Pacific Northwest is a partnership of some of the biggest investors and gas customers: Malaysian state giant Petronas, its Canadian subsidiary Progress Energy, Chinese state firm Sinopec, Indian Oil Corp. and Japan Petroleum.
These corporate giants will review a project development agreement, and if they approve, Clark will convene the legislature to approve changes that would compensate them if the new LNG income tax increases. Environmental changes such as a “discriminatory” carbon tax increase or greenhouse gas regulations on LNG would also trigger compensation. Future changes to general carbon tax or corporate income tax rates would not.
NDP leader John Horgan warned that “too much lolly” is being offered, with no word of job guarantees for B.C. or a deal with First Nations at the proposed site near Prince Rupert.
“My biggest concern is that we’re tying the hands of future governments because a desperate government made commitments that they over-promised on and now they want to get a deal at any cost,” Horgan said.
Green Party MLA Andrew Weaver called it “shocking and irresponsible,” repeating his prediction that the global market is swimming in gas and will never support huge green-field projects across B.C.

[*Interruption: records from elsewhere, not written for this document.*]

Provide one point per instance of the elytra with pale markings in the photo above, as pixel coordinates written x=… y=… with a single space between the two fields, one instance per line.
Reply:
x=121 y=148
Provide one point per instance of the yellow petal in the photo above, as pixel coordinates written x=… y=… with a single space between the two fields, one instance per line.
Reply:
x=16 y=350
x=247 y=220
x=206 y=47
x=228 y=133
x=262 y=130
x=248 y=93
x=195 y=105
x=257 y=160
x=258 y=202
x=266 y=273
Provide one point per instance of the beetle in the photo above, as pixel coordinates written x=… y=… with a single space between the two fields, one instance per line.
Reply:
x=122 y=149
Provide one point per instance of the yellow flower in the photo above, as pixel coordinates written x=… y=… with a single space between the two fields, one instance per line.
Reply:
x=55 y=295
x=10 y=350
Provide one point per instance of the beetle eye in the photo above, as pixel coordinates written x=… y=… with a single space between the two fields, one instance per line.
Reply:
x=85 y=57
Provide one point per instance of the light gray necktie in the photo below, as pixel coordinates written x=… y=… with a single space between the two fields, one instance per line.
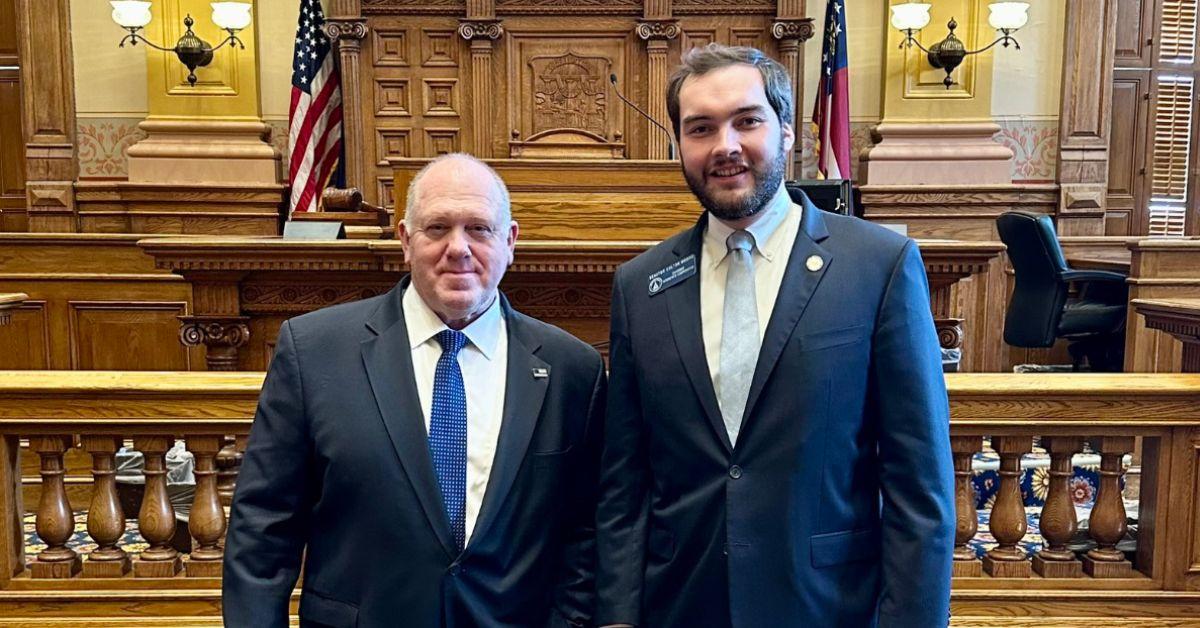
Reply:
x=739 y=333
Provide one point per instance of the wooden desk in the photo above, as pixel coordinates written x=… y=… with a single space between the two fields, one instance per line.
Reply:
x=1114 y=262
x=244 y=288
x=1162 y=269
x=9 y=303
x=1180 y=318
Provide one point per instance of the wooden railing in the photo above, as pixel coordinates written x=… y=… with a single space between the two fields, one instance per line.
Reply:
x=47 y=413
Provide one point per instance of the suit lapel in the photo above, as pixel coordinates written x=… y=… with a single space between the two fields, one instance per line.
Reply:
x=523 y=395
x=799 y=283
x=388 y=358
x=683 y=312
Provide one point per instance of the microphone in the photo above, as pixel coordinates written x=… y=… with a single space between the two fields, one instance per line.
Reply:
x=612 y=78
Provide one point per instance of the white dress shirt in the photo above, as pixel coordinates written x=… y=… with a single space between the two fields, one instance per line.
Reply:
x=484 y=363
x=773 y=233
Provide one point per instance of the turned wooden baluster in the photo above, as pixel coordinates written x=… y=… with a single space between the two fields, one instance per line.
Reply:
x=1057 y=521
x=156 y=519
x=1108 y=525
x=207 y=522
x=106 y=519
x=1008 y=522
x=55 y=522
x=966 y=563
x=228 y=462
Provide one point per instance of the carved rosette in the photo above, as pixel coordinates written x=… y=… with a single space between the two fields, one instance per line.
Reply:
x=949 y=333
x=220 y=335
x=658 y=29
x=799 y=30
x=480 y=29
x=346 y=30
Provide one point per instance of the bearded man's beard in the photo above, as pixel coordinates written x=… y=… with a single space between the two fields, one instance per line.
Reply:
x=766 y=185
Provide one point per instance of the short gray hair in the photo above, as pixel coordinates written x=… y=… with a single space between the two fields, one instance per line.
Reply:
x=505 y=205
x=699 y=61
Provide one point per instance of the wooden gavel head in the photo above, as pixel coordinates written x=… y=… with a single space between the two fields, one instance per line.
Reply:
x=342 y=199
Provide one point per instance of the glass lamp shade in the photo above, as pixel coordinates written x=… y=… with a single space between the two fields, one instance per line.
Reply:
x=131 y=13
x=910 y=16
x=231 y=16
x=1009 y=16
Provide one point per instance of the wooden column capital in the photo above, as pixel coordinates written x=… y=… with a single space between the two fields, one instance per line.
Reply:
x=480 y=29
x=795 y=31
x=658 y=29
x=347 y=31
x=220 y=335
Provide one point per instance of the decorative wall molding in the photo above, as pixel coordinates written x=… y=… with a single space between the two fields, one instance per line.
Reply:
x=300 y=298
x=1035 y=144
x=103 y=143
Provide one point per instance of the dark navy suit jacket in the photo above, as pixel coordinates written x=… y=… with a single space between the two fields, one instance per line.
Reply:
x=837 y=506
x=337 y=470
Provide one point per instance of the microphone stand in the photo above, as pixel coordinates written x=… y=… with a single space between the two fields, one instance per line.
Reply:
x=612 y=78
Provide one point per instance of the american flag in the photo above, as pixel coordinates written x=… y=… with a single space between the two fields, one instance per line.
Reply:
x=315 y=118
x=831 y=114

For the investors, it’s like a mortgage. There are “subjects” to be removed before the deal closes, and this is a proposed $36 billion mortgage for pipelines, LNG processing and shipping facilities. This isn’t just a political dispute. For example, Progress has drilled about 500 gas wells in northeastern B.C., and Petronas took it over with this development in mind. Without exports, B.C.’s whole gas industry is looking at a bleak future of low prices and demand.
Petronas delayed its investment decision to this year and cited exactly these concerns, certainty on taxation and royalties beyond the election cycle. With that in hand, their obstacles remain federal environmental approval and a revenue sharing deal with a First Nation to host a terminal.
Pacific Northwest CEO Michael Culbert notes that answers to questions posed by the Lax Kw’alaams First Nation were submitted to federal regulators only days before they started voting on a $1 billion share of LNG proceeds over 40 years.
The vote was a resounding no, despite a redesign that put pipelines on a suspension bridge over the most sensitive salmon habitat. Culbert suggests that given some time to examine environmental mitigation work, that answer may change. Does aboriginal title offer a veto over projects like this? According to the recent Supreme Court of Canada decision on the Tsilhqot’in case, the short answer is no. Objections could be overridden if governments determine a project is in the interest of the greater public. Talks have taken place with 19 First Nations affected by pipelines and facilities, and 14 have agreed. While they continue with Lax Kw’alaams and other Tsimshian Nations on the coast, it’s worth recalling that others are not so reluctant. The Nisga’a Nation has identified four sites as suitable for LNG terminals with a shorter pipeline route to the coast than Prince Rupert.